Good job in standing up for what’s right! Like it or not, the conservative side has to engage in active resistance. Simply complaining (about the schools, the culture, the government, etc.) just isn’t enough.
@ Maslonka: At the elementary school in my area there are teachers who say to question your parents. One of the past choir members in my local parish, a grandmother, spoke of this and the results weren’t good for her daughter. The parents had an argument with the child to which the child countered back some rhetoric said by the teachers. The parents ended up frustrated. She didn’t say if anything was said to the teachers, but I guess they got away scot-free and the damage has been done. This is the same tactic and destruction university professors have employed when campus riots surface – they’re rarely to be found while their foot soldiers do the work.

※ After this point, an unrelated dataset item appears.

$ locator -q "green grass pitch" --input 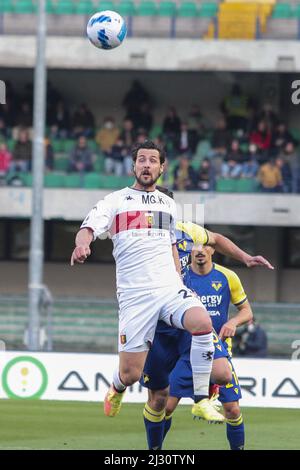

Mr. Frohnen is right, but he does not even intimate the more profound layer of problems created by the imbalance between Left and Right at American universities (which leads to a similar imbalance in high schools). Scholars who owe their humanistic education exclusively to leftist thinkers usually display total deafness when it comes to such synthesizing concepts as God, soul, spirit, etc. Derrida once confessed that his aim was to erase these concepts from human consciousness and memory. Leftist thinkers abhor essentialism and have almost succeeded in erasing any references to it from scholarship that appears in major humanities journals. It is not just the references to a God that are banned: any kind of essentialism is looked upon with suspicion unless words generated by it appear in quotation marks. Nominalism has gained ground steadily since the Enlightenment and is now considered the only acceptable meta-methodology of humanistic studies. So it is not simply the fact that conservative scholars lack friends to go to lunch with; their discourse is incomprehensible to those who have long poured old-fashioned realism out with the bath water.